A fast CSV command line toolkit written in Rust.
The Unlicense
10.35k stars 324 forks source link

Idea: Literally embed SQLite into xsv #295

Closed infogulch closed 2 years ago

infogulch commented 2 years ago

It sounds crazy, but hear me out.

More database-like functionalities are often requested. Features like arbitrary expressions, type awareness, advanced filtering and joining, aggregations, pivot/unpivot, etc. Sometimes subsets of these features are reasonable to consider for inclusion in xsv, other times the conclusion to such requests is to use a more fully-featured database like SQLite directly. While SQLite does support csv, it's only via an extension that must be compiled and loaded separately, and there's a lot of boilerplate to get it up and running. Enter the proposal:

What if xsv embedded SQLite and exposed a new subcommand that supports executing SQLite queries over csv files directly? I don't think such a tool exists today.

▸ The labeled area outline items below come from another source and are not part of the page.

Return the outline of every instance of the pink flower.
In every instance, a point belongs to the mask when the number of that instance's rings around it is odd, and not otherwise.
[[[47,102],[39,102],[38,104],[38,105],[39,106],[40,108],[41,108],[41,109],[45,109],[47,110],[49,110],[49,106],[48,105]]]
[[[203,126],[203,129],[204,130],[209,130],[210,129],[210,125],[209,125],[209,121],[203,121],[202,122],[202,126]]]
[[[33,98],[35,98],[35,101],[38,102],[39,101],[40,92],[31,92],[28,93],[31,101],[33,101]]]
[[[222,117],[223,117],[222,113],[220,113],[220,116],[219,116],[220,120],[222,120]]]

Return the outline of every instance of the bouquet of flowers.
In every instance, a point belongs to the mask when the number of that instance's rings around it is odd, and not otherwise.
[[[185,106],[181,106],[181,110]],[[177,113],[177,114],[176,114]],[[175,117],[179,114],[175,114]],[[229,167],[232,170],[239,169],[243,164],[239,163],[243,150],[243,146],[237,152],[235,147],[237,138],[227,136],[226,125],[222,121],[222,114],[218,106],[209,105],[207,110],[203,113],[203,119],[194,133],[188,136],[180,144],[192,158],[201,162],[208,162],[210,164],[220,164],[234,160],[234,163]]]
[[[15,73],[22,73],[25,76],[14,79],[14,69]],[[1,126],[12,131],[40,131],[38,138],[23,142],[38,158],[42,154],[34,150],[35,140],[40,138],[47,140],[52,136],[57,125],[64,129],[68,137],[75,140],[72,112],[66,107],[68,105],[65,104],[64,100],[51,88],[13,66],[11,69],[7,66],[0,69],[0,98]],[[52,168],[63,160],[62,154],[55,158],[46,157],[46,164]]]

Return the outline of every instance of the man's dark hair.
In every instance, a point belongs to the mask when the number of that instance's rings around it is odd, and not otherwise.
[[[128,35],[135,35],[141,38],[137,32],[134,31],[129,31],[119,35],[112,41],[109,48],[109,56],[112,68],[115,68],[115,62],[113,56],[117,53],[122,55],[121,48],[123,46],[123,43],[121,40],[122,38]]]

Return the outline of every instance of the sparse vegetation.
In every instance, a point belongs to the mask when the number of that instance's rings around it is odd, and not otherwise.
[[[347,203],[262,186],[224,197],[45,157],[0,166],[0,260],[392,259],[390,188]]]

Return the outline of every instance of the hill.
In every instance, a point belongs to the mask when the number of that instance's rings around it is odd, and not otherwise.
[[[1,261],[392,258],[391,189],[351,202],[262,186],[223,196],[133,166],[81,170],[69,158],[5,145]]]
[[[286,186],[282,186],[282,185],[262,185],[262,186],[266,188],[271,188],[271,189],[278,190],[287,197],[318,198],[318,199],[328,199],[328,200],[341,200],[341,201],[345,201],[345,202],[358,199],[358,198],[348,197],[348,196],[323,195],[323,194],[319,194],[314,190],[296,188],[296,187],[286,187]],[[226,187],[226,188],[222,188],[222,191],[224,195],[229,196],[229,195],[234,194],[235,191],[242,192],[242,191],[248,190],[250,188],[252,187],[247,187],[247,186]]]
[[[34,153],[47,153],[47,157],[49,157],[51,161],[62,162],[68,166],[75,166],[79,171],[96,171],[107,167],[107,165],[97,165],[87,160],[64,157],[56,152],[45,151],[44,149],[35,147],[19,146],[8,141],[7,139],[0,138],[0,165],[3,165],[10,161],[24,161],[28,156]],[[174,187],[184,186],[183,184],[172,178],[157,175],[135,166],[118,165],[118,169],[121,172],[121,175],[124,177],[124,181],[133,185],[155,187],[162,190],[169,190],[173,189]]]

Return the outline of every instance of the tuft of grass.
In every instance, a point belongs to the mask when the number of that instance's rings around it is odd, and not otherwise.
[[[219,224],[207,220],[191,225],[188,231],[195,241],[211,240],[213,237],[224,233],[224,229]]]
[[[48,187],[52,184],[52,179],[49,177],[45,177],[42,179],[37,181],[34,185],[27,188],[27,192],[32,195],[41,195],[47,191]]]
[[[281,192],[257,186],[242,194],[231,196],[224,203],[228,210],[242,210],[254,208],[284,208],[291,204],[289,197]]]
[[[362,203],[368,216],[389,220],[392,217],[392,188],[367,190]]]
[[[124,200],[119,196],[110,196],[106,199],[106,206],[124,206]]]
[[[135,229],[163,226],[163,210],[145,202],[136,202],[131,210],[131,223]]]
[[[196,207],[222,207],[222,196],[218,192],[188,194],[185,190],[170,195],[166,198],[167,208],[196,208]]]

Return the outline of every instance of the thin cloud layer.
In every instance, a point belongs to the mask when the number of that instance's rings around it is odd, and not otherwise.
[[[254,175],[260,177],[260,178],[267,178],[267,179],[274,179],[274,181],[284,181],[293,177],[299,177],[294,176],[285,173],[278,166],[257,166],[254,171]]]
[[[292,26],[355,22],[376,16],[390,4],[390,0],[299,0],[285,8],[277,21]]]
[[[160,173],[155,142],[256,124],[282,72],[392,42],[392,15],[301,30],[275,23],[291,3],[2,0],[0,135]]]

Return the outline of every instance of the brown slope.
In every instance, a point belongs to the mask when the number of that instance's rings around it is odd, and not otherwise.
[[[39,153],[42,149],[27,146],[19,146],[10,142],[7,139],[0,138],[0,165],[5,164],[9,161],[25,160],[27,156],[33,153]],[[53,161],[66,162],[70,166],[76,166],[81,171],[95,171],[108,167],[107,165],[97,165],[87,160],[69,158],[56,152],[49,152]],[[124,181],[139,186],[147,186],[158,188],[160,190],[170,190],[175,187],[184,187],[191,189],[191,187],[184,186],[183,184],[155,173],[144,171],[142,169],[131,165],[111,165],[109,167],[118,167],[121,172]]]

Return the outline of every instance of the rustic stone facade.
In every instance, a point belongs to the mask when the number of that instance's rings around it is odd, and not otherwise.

xsv query 'select a, b, a+b as c from ab.csv where a > 100' ab.csv > abc.csv

This would be a built-in escape hatch that instantly resolves the need to implement advanced database-like functionality, upgrading xsv from "powerful slicing tool for broad-stroke csv manipulation" to "complete csv management and analysis package". All told, it may be easier to implement this than all the advanced features currently considered and open in the issue tracker right now.

Some reasonable objections:

  1. xsv would no longer be pure Rust, and could significantly increase the size of the xsv binary. This may be mitigated by wrapping it in a default-off cargo feature.
  2. It would convert these features from "implementation work" into "build system work", which is not always the best tradeoff. Especially for cross-platform support.
  3. Maybe this would be better situated as a complementary third party tool, instead of being integrated into xsv directly.
  4. Memory usage of the query subcommand would be outside xsv's control, and SQLite may try to load the whole csv file into memory. That said, the best tool to split a large csv into many smaller ones for more advanced processing is quite nearby...

Thoughts?

BurntSushi commented 2 years ago

I think this should be some other tool. I'm quite certain they already exist as well, although I don't have a link handy.

But yeah, I'm not one for this kind of scope increase. Another alternative to the feature requests you reference is to only implement a subset of them. Or implement simpler versions of them.

It was never my intent for xsv to support arbitrary relational algebra, like that found in relational databases. In my view, if you need that, you should just use the relational database and cut out the middle man. Write a wrapper script if you must if it isntoo inconvenient today.